Overall, Moody’s estimates that Pakistan’s external financing needs for the rest of the fiscal year ending June 2023 to be around $11 billion, including the outstanding $7 billion external debt payments due. The remainder includes the current account deficit, taking into account a sharp narrowing as imports have contracted markedly.
To meet these financing needs, Pakistan will need to secure financing from the IMF and other multilateral and bilateral partners. Despite recent delays, Moody’s assumes successful completion of the ninth review of the existing IMF programme, although this is not secured yet.
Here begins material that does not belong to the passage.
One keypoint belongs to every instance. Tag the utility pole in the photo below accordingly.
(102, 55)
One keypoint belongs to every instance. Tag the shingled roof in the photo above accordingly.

This would in turn catalyse financing from other multilateral and bilateral partners. At the same time, the government will also need to obtain the roll-over of the $3 billion China SAFE deposits and secure $3.3 billion worth of refinancing from Chinese commercial banks for the rest of this fiscal year.
Read More: Fitch cuts Pakistan’s sovereign credit rating to CCC-
While this year’s external payments needs may be met, the liquidity and external position next year will remain extremely fragile. Pakistan’s external debt repayments will remain high for the next few years.
Moody’s estimates Pakistan’s external financing needs for fiscal 2024 are around $35-36 billion. Pakistan has about $25-26 billion worth of external debt repayments (including interest payments) to make in fiscal 2024, including a $1 billion Eurobond due in April 2024. In addition, Moody’s estimates Pakistan’s current account deficit at around $10 billion.
“Pakistan’s financing options beyond June 2023 are highly uncertain. It is not clear that another IMF programme is under discussion and if it does happen, how long the negotiations would take and what conditions would be attached to it. However, in the absence of an IMF programme, Pakistan is unlikely to unlock sufficient financing from multilateral and bilateral partners,” it added.